While I can understand that x += 1 is equivalent to x = x + 1, I'm interested what it does in the background.
I've tried in irb with x += 1 without first assigning value to x and surely I get an error, it says
NoMethodError (undefined method `+' for nil:NilClass)
When I tried checking x value after it errored, it's now a nil value which isn't quite clear when it was assigned, unless it's done by x += 1 statement.
So, I'm trying to understand how the += does thing as I could not find the documentation for it or it being buried behind the lot of ruby classes. Any pointer would be appreciated.

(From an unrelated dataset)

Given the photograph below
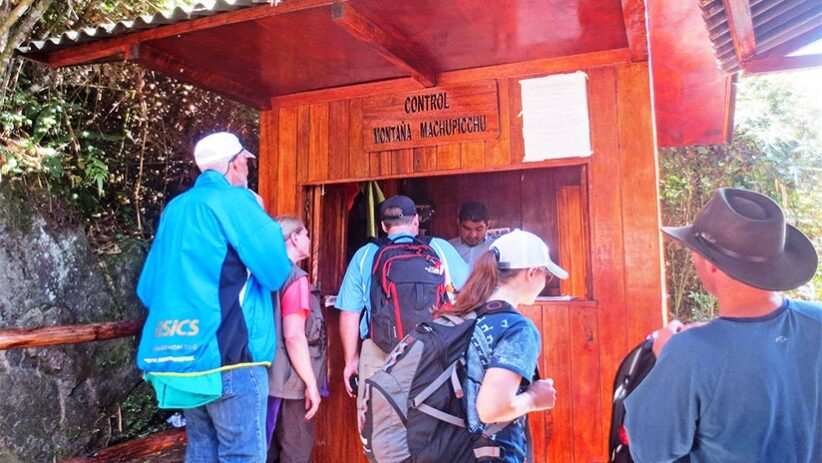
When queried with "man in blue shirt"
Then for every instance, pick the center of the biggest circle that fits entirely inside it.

Ruby treats identifiers as a variables if it sees assignment (=) even if the assignment fails.
irb(main):001:0> a
NameError: undefined local variable or method `a' for main:Object
from (irb):1
from /usr/bin/irb:12:in `<main>'
irb(main):002:0> a = 1 if false
=> nil
irb(main):003:0> a
=> nil
irb(main):004:0>
Even though a=1 never executes, a gets defaulted to nil.
Analysis
Defining our Terms
First of all, + and += are methods, not keywords or operators. More accurately, + is defined as Integer#+, while += is syntactic sugar provided by the interpreter as shorthand for a common operation such as incremented assignment.
Secondly, += and related operations are called abbreviated assignments in Ruby. The full list of supported assignment shorthand items currently include:
["+=",
"-=",
"*=",
"/=",
"%=",
"**=",
"&=",
"|=",
"^=",
"<<=",
">>=",
"||=",
"&&="]
The only non-method operators in Ruby are:
["=", "..", "...", "!", "not", "&&", "and", "||", "or", "!=", "!~"]
and shorthand assignment operators like += are not user-definable.
Defining the Problem
The behavior you're seeing has to do with scope, and how the parser handles block-local variables. Specifically, the Ruby assignment documentation says:
[A] local variable is created when the parser encounters the assignment, not when the assignment occurs[.]
That means that top-level code such as:
x
#=> NameError (undefined local variable or method `x' for main:Object)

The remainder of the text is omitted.